“And she told me a story yesterday/About the sweet love between the moon and the deep blue sea”
(Full disclosure: I received a free electronic ARC for review through NetGalley.)
Someday, he and Miel would be nothing but a fairy tale. When they were gone from this town, no one would remember the exact brown of Miel’s eyes, or the way she spiced recado rojo with cloves, or even that Sam and his mother were Pakistani. At best, they would remember a dark-eyed girl, and a boy whose family had come from somewhere else. They would remember only that Miel and Sam had been called Honey and Moon, a girl and a boy woven into the folklore of this place.
The closer she got to him, the more she felt it in her roses, like a moon pulling on a sea.
Miel and Samir are the odd ones out in their small town. In a sea of white faces, their brown skin marks them as different (she, Latina; he, Pakistani); and in this tight-knit community, their outsider status is only compounded by the fact that they were not born here.

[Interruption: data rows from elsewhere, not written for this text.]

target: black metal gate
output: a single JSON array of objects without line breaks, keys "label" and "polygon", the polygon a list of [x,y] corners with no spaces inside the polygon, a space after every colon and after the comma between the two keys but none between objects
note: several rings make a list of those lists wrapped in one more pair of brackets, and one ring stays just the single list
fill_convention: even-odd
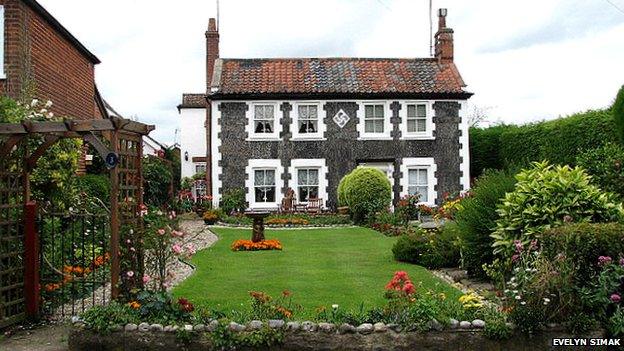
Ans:
[{"label": "black metal gate", "polygon": [[[103,206],[103,205],[102,205]],[[63,319],[110,298],[110,214],[41,211],[41,313]]]}]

Sam’s story is somewhat mundane, or so he thinks: his mother, Yasmin, arrived in search of work. Miel’s origins are a bit more fantastical and mysterious: as a child, she arrived on a wave of rust-brown water, spit out by the abandoned water tower when it was deemed a safety hazard and finally brought down. Angry and hysterical (and no doubt disoriented), Miel kicked and screamed; something about losing the moon. Just a child himself, Sam was the only one brave enough to approach this dangerous, feral girl. He wrapped her in his jacket, soothed her with her voice, and returned the moon to her, one hand-painted, candle-lit orb at a time.
From that point on, they were inseparable, each one half of a whole: Miel and Samir. Honey and Moon. The cursed girl from whose wrist roses grow, and the boy who everyone insists on calling a girl. The girl who’s terrified of pumpkins and water, and the boy who helps pumpkins grow.